Proposta do deputado Alan Lopes, aprovada na CCJ, assegura moradia digna a idosos de baixa renda
A Política Estadual do Idoso no Rio de Janeiro poderá incluir programas de construção e manutenção de residências, de forma gratuita, para pessoas idosas em situação de vulnerabilidade social. É o que defende o deputado Alan Lopes (PL), autor de um projeto de lei com essa finalidade na Assembleia Legislativa do Rio (Alerj).
A proposta do deputado Alan Lopes foi aprovada pela Comissão de Constituição e Justiça (CCJ), nesta quarta (04/03), com isso já pode ser levada para votação em plenário. A intenção é que a Lei 6.559/2013 seja alterada de forma que os órgãos e entidades públicas na área de habitação e urbanismo implementem unidades habitacionais vocacionadas à pessoa idosa.
Além de construção de unidades residenciais privativas multifamiliares públicas, seria garantida a manutenção, com regularidade estrutural e acompanhamento socioassistencial permanentes.
Para o deputado Alan Lopes, diferentemente das unidades de acolhimento como instituições de longa permanência, casas-lares e repúblicas, os imóveis voltados para idosos seriam privativos e lotados em condomínios especializados, vocacionados à pessoa idosa.
O projeto de lei 6090/2025 foi inspirado em experiências de excelência, como do município de Uberlândia/MG, e visa a garantir o direito fundamental à moradia, fixado no artigo 6º da Constituição Federal, a pessoas idosas em situação de vulnerabilidade social.

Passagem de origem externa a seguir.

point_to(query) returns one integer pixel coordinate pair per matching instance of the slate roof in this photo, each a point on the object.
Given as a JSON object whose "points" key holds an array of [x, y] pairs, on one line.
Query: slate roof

“Nossa proposta é um avanço para a Política Estadual do Idoso, por preservar a identidade, a autonomia e a vida privada, além de garantir a convivência comunitária e a qualidade de vida dessas pessoas”, argumenta Alan Lopes.
O deputado é autor da Lei 10.815/2025, na qual pessoas condenadas com sentença transitada em julgado por crimes previstos no Estatuto do Idoso (Lei Federal nº 10.741/2003) não poderão assumir cargo público e/ou ser nomeadas para cargos em comissão. A norma também impede a participação em processos licitatórios e a celebração de contratos com a administração pública estadual de empresas que tenham entre seus sócios ou dirigentes pessoas condenadas por crimes contra idosos.